Pressure on profitability is supposed to be one of the key reasons for surrendering the licence. “Tech Mahindra Ltd has informed the BSE that the board of directors of the company at its meeting held on May 24, 2016, has decided that the company will not pursue this opportunity,” said the company in a notice to the exchanges.
The company has partnered with Mahindra Finance for this venture and had said they would be ready by October-November this year.
Earlier, Cholamandalam and the Dilip Shanghvi-IDFC Bank-Telenor Financial Services combine had announced that they were pulling out of the payments bank venture.
C P Gurnani, managing director and CEO of Tech Mahindra, said: “Unfortunately, due to competitive pressures, margins started getting squeezed so much that we realised the payback period has become very, very long. The question that Mahindra Finance and us sat together and asked is, is this our priority? Is this something where the capital allocation is appropriate? Or should we let this opportunity pass and hope that there will be other areas where we can collaborate and work together, like block-chain technology or creating other digital solutions instead of becoming a payments bank?”
The company had started preparing a strategy for entering the market and was preparing the technology. However, he added, they decided against proceeding further but still believe that there was huge scope for tapping the market.
Last year, the Reserve Bank of India had given an in-principle licence to 11 players. After the exit of three, those still in play are a Reliance Industries-State Bank of India combine; Aditya Birla Nuvo (Idea Cellular), Airtel, Vodafone, Department of Posts, FINO PayTech, National Securities Depository Ltd and Paytm (Vijay Shekhar Sharma).
Vaibhav Agrawal, vice-president research, Angel Broking, said: “There are too many payments banks but telecom companies — having deep pockets and large, sticky customer base — have an upper hand. This business is a high-margin business and payments banks are allowed high leverage. While they will have to pay high rates on savings deposits initially, asset side is positive. Also higher government bonds is a positive. This business has high ROEs (return on equities) and companies able to acquire a large customer base will do well. Others will face the challenge of high customer acquisition costs.”

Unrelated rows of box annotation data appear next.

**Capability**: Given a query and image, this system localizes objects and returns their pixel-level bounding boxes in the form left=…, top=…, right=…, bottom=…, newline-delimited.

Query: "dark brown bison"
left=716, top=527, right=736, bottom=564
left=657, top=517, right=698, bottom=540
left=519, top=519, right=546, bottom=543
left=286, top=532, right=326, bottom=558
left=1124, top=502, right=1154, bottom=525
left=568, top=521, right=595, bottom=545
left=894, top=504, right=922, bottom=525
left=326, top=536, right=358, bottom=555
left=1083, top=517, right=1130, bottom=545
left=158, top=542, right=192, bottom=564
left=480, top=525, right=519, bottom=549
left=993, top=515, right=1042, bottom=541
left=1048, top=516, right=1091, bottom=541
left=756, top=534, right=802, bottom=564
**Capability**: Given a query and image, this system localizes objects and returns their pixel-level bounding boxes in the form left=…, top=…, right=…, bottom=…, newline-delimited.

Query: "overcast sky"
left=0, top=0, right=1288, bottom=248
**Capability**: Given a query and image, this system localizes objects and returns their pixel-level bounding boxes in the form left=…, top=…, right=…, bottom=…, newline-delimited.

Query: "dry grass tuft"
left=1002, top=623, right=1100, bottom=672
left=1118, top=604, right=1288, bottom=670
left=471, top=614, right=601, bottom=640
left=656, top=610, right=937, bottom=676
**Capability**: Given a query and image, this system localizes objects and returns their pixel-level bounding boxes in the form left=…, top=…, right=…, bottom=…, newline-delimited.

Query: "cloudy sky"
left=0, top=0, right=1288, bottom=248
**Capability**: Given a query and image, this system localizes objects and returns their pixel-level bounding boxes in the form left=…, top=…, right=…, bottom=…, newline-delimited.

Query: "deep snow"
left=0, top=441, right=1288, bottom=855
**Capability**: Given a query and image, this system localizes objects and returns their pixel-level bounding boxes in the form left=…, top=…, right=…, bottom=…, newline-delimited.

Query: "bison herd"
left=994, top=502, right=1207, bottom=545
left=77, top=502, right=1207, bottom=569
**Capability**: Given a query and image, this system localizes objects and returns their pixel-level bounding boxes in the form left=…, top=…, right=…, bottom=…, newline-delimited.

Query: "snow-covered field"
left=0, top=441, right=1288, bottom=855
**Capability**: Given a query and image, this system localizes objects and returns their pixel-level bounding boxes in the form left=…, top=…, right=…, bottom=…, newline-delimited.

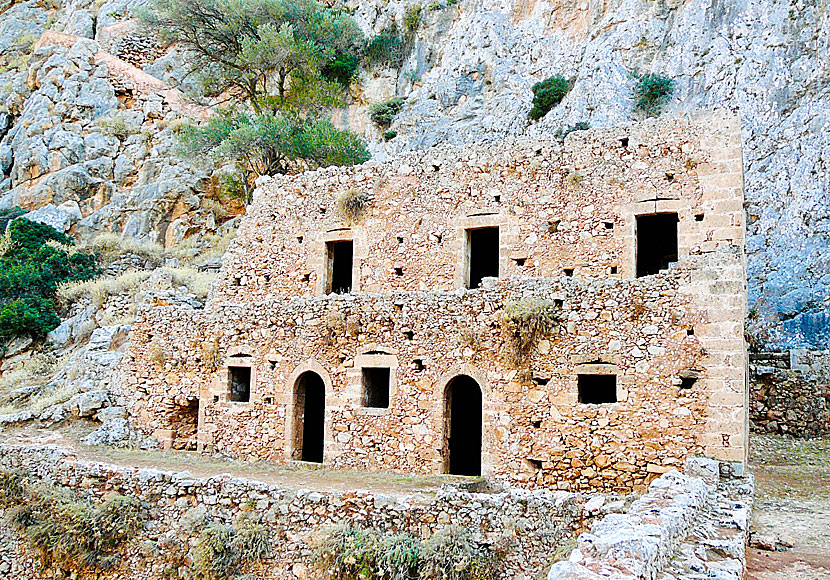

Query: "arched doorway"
left=293, top=371, right=326, bottom=463
left=444, top=375, right=481, bottom=475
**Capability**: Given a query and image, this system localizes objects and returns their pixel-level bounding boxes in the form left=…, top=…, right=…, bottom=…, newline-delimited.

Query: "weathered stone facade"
left=749, top=349, right=830, bottom=437
left=123, top=113, right=748, bottom=491
left=0, top=445, right=588, bottom=580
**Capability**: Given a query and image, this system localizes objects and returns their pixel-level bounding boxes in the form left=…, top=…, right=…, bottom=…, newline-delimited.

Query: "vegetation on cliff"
left=0, top=218, right=98, bottom=339
left=142, top=0, right=369, bottom=202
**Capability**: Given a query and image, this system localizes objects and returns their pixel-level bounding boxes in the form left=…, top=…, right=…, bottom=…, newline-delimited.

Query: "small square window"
left=228, top=367, right=251, bottom=403
left=362, top=367, right=390, bottom=409
left=577, top=374, right=617, bottom=405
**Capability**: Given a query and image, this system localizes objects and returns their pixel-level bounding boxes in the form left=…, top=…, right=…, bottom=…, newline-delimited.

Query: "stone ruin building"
left=123, top=112, right=748, bottom=492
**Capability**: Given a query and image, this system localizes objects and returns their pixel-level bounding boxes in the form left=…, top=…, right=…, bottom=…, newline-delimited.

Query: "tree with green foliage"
left=142, top=0, right=369, bottom=193
left=528, top=75, right=573, bottom=121
left=0, top=217, right=98, bottom=340
left=634, top=73, right=674, bottom=117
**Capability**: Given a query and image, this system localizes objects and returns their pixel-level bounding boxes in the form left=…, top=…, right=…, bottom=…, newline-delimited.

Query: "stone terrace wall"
left=749, top=349, right=830, bottom=437
left=124, top=248, right=744, bottom=491
left=212, top=114, right=744, bottom=303
left=0, top=445, right=586, bottom=580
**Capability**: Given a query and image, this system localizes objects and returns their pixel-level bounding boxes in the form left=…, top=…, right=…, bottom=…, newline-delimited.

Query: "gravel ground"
left=746, top=435, right=830, bottom=580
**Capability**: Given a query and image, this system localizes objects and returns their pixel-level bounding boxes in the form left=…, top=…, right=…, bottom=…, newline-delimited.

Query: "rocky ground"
left=747, top=435, right=830, bottom=580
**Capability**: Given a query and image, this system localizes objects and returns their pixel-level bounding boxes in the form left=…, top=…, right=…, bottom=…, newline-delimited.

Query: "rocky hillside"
left=0, top=0, right=830, bottom=347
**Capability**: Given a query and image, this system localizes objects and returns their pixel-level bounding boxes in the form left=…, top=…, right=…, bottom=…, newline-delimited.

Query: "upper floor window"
left=466, top=227, right=499, bottom=288
left=637, top=213, right=678, bottom=278
left=326, top=240, right=354, bottom=294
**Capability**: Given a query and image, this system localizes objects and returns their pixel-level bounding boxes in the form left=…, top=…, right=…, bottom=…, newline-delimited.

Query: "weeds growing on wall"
left=369, top=97, right=406, bottom=129
left=502, top=298, right=559, bottom=364
left=403, top=4, right=421, bottom=34
left=528, top=75, right=573, bottom=121
left=634, top=74, right=674, bottom=117
left=336, top=189, right=372, bottom=224
left=0, top=472, right=147, bottom=572
left=193, top=521, right=271, bottom=580
left=313, top=526, right=503, bottom=580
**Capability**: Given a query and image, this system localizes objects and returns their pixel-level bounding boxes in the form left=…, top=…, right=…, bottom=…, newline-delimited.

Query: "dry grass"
left=0, top=353, right=80, bottom=415
left=78, top=232, right=167, bottom=264
left=58, top=270, right=152, bottom=306
left=502, top=298, right=559, bottom=365
left=164, top=266, right=216, bottom=300
left=169, top=230, right=236, bottom=265
left=336, top=189, right=372, bottom=224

These payments banks are being set up to further the cause of financial inclusion. These banks can accept deposits but are not allowed to lend or issue credit cards.
The central bank had expressed its displeasure over players surrendering their licences. Reserve Bank of India Deputy Governor S S Mundra had said a lot of work had gone in for selecting the candidates from the regulator’s end and it was disappointing if their plans don’t materialise.